Here's a table showing the most important aspects of the various CPUs.
|connector||L2 cache speed||FSB speed||memory speed|
|Pentium 4 Xeon||mPGA-603||CPU||400MHz||DDR / RDRAM|
|Pentium 4||Socket-478||CPU||400/533MHz||DDR / RDRAM|
|Athlon C/XP/MP||Socket-A||CPU||266/333MHz||133MHz / DDR|
|Pentium 4||Socket-423||CPU||400MHz||133MHz / RDRAM|
|Pentium III Tualatin||FC-PGA2||CPU||133MHz||133MHz|
|Duron, Athlon B||Socket-A||CPU||200MHz||133MHz|
|Athlon A||Slot-A||variable, <1/2 CPU||200MHz||133MHz|
|Pentium III EB||Slot-1, FC-PGA||CPU||133MHz||133MHz|
|Pentium III Xeon||Slot-2||CPU||100MHz||100MHz|
|Pentium III||Slot-1||1/2 CPU||100MHz||100MHz|
|Pentium II||Socket-7||1/2 CPU||66MHz||66MHz|
L2 cache speed refers to how fast the level-2 cache runs. All modern CPUs have a multi-level memory cache structure. Level-1 cache always runs at the same speed as the CPU, but it's small. Level-2 cache is larger, but may run slower - half the CPU speed or less.
FSB means front side bus - the main highway between the CPU and the rest of the system. The memory, PCI bus, AGP bus, all hook into the FSB. It runs at the same speed as the memory, except in the Athlon/Duron where it runs at 200MHz, and in the Pentium 4 where it runs at 400MHz.

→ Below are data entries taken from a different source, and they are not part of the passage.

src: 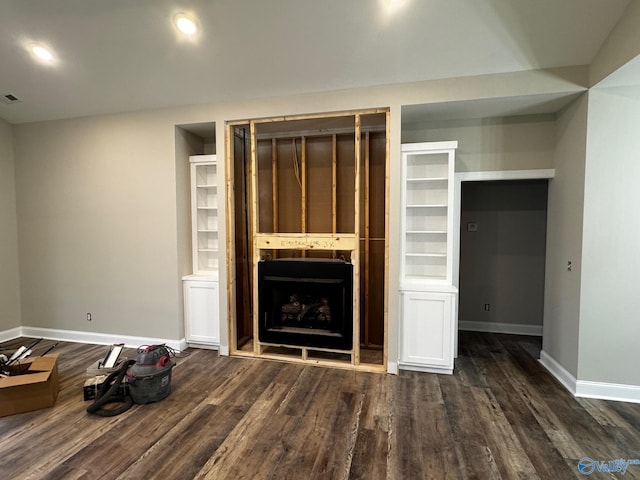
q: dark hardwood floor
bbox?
[0,332,640,480]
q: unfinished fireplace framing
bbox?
[226,109,389,371]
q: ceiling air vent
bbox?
[0,93,22,105]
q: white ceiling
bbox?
[0,0,635,123]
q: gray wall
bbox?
[0,119,21,332]
[402,115,555,172]
[458,180,547,331]
[542,94,587,378]
[578,85,640,385]
[14,112,182,339]
[7,68,586,369]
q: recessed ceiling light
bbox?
[175,13,198,35]
[29,44,54,62]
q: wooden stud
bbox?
[271,138,279,233]
[255,233,358,251]
[300,137,307,257]
[351,113,361,365]
[250,108,389,124]
[224,124,238,353]
[331,134,338,257]
[363,132,371,346]
[382,110,391,370]
[271,138,280,258]
[227,108,390,372]
[247,121,260,355]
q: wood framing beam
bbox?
[255,233,358,251]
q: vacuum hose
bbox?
[87,360,136,417]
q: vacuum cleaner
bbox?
[87,345,176,417]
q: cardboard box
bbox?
[0,355,60,417]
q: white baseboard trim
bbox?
[540,350,640,403]
[540,350,577,396]
[14,327,187,350]
[0,327,22,342]
[458,320,542,337]
[398,362,453,375]
[576,380,640,403]
[387,360,398,375]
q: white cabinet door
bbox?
[183,280,220,346]
[400,291,455,373]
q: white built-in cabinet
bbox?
[182,155,220,348]
[399,142,458,373]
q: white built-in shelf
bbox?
[398,142,457,373]
[189,155,219,275]
[401,142,456,284]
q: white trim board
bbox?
[0,327,187,350]
[0,327,21,342]
[458,320,542,337]
[540,350,640,403]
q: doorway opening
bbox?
[458,178,548,336]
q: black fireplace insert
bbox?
[258,259,353,350]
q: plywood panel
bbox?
[258,140,273,233]
[306,136,332,233]
[336,135,355,233]
[277,139,302,233]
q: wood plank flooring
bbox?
[0,332,640,480]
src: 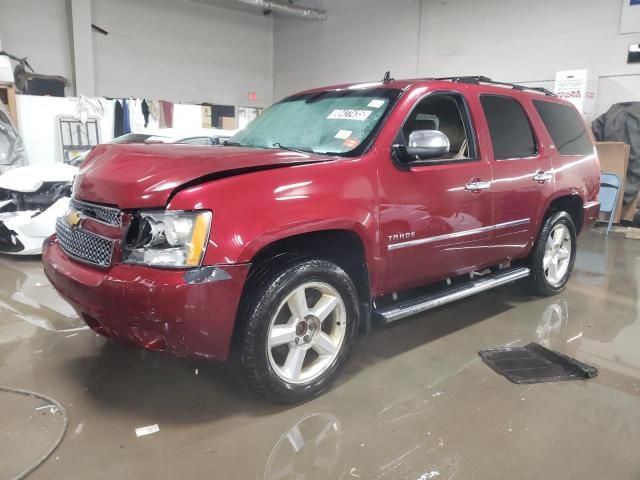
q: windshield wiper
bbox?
[271,142,316,153]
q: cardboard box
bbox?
[595,142,637,223]
[554,68,598,122]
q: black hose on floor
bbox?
[0,385,69,480]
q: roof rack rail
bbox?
[427,75,556,97]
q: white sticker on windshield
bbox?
[334,130,353,140]
[327,109,373,122]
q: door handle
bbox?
[464,180,491,193]
[533,172,553,183]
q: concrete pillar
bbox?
[69,0,96,97]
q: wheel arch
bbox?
[236,228,372,333]
[540,192,584,234]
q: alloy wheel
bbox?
[542,223,572,286]
[267,282,347,384]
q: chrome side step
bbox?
[375,267,530,323]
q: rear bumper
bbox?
[42,236,249,360]
[582,201,600,231]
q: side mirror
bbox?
[392,130,451,163]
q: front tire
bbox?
[529,212,577,296]
[239,258,359,403]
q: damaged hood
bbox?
[73,144,335,209]
[0,163,78,193]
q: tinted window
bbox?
[396,93,475,161]
[533,100,593,155]
[480,95,536,159]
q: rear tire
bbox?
[529,212,577,296]
[238,258,359,403]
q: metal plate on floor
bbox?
[478,342,598,383]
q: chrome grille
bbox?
[56,217,115,267]
[69,198,122,226]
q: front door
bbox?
[380,92,493,293]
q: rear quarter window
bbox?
[533,100,593,155]
[480,95,537,160]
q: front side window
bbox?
[533,100,593,155]
[395,93,475,162]
[480,95,537,160]
[228,88,401,156]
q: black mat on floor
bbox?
[478,342,598,383]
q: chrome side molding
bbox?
[387,218,531,250]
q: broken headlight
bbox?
[122,211,211,268]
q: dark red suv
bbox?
[44,77,600,402]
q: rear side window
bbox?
[480,95,537,160]
[533,100,593,155]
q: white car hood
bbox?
[0,163,78,193]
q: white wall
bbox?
[0,0,73,93]
[92,0,273,106]
[0,0,273,107]
[274,0,420,100]
[419,0,640,113]
[274,0,640,112]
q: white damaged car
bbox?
[0,163,78,255]
[0,129,232,255]
[0,163,78,255]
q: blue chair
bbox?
[598,172,622,235]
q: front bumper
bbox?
[42,235,250,360]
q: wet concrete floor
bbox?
[0,231,640,480]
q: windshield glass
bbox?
[230,88,400,155]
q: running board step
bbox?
[375,267,529,323]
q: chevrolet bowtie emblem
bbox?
[64,210,82,228]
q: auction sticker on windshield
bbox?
[327,109,373,122]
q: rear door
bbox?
[479,94,554,263]
[380,92,493,292]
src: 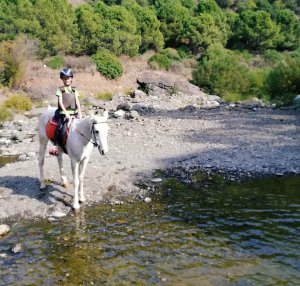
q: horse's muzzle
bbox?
[98,147,108,155]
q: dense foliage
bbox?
[0,0,300,105]
[92,48,123,79]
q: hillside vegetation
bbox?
[0,0,300,111]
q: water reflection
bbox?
[0,177,300,285]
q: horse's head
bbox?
[92,110,109,155]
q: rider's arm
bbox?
[75,89,81,118]
[58,96,70,119]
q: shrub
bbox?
[95,91,113,101]
[4,94,32,112]
[193,45,253,98]
[263,50,284,64]
[92,49,123,79]
[0,104,13,122]
[148,53,172,70]
[177,46,191,59]
[161,48,180,61]
[46,56,64,69]
[266,54,300,105]
[64,56,96,73]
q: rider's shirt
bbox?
[56,86,79,115]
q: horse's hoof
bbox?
[63,182,70,189]
[73,204,80,212]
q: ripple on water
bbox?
[0,174,300,285]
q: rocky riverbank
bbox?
[0,72,300,222]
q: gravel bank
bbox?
[0,106,300,222]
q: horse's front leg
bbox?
[39,137,48,189]
[71,160,80,210]
[79,158,89,202]
[57,150,69,188]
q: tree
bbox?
[276,9,300,50]
[122,0,164,53]
[154,0,190,47]
[231,10,280,51]
[94,2,141,56]
[75,5,103,55]
[193,44,251,97]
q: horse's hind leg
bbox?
[57,150,69,188]
[79,158,89,202]
[39,136,48,189]
[71,160,80,210]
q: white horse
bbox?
[39,109,108,210]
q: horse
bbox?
[38,108,109,210]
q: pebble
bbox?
[50,211,67,218]
[0,224,10,236]
[11,243,23,254]
[151,178,162,183]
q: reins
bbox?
[76,123,99,147]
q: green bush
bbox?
[193,45,253,99]
[148,53,172,70]
[0,104,13,122]
[46,56,64,69]
[263,50,284,64]
[95,91,113,101]
[148,48,181,70]
[4,94,32,113]
[266,54,300,105]
[161,48,180,61]
[92,49,123,79]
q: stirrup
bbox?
[49,146,58,156]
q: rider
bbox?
[49,68,81,155]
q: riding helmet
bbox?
[59,68,73,79]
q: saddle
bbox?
[45,117,69,154]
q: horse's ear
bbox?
[103,109,108,121]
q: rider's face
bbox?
[62,76,72,85]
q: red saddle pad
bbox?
[46,117,58,141]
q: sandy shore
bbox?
[0,107,300,222]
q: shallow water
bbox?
[0,155,19,168]
[0,177,300,285]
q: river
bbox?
[0,176,300,285]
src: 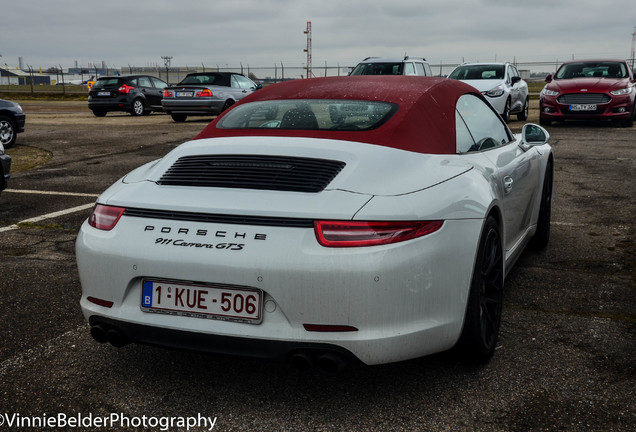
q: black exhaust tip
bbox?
[290,352,314,371]
[91,325,108,343]
[106,328,130,348]
[318,353,347,373]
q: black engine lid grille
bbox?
[159,155,345,192]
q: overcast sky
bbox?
[0,0,636,75]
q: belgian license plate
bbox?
[570,104,596,111]
[141,279,263,324]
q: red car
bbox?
[539,60,636,127]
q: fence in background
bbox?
[0,59,635,97]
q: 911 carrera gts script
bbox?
[155,237,245,250]
[144,225,267,251]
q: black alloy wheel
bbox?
[458,216,504,363]
[0,115,17,148]
[130,98,146,116]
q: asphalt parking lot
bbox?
[0,101,636,432]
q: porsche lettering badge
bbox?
[144,225,267,251]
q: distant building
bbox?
[0,67,51,85]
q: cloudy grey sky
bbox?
[0,0,636,74]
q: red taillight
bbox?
[314,221,444,247]
[195,89,213,97]
[117,84,134,94]
[88,204,126,231]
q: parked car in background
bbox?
[448,63,530,123]
[539,60,636,127]
[162,72,262,122]
[0,99,26,148]
[349,56,433,76]
[0,142,11,196]
[88,75,168,117]
[76,76,554,370]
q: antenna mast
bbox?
[632,27,636,70]
[303,21,315,78]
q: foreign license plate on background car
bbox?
[141,279,262,324]
[570,104,596,111]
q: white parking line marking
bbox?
[4,189,99,198]
[0,203,95,232]
[0,189,99,232]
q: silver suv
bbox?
[448,63,530,123]
[349,56,433,76]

And if that's not enough, here are some amazingly detailed tables from Tom's Hardware that show even more.
Some other notes:
When shopping for CPUs you may find you can buy either the OEM package or the retail package, and the OEM package is cheaper. So which should you get? The difference is that the retail package includes a heat sink and fan, while the OEM package does not. If you are going to buy a hopped-up aftermarket heat sink and fan, then of course you want the OEM package. If you don't care too much about the heat sink and fan, you might as well buy the retail package.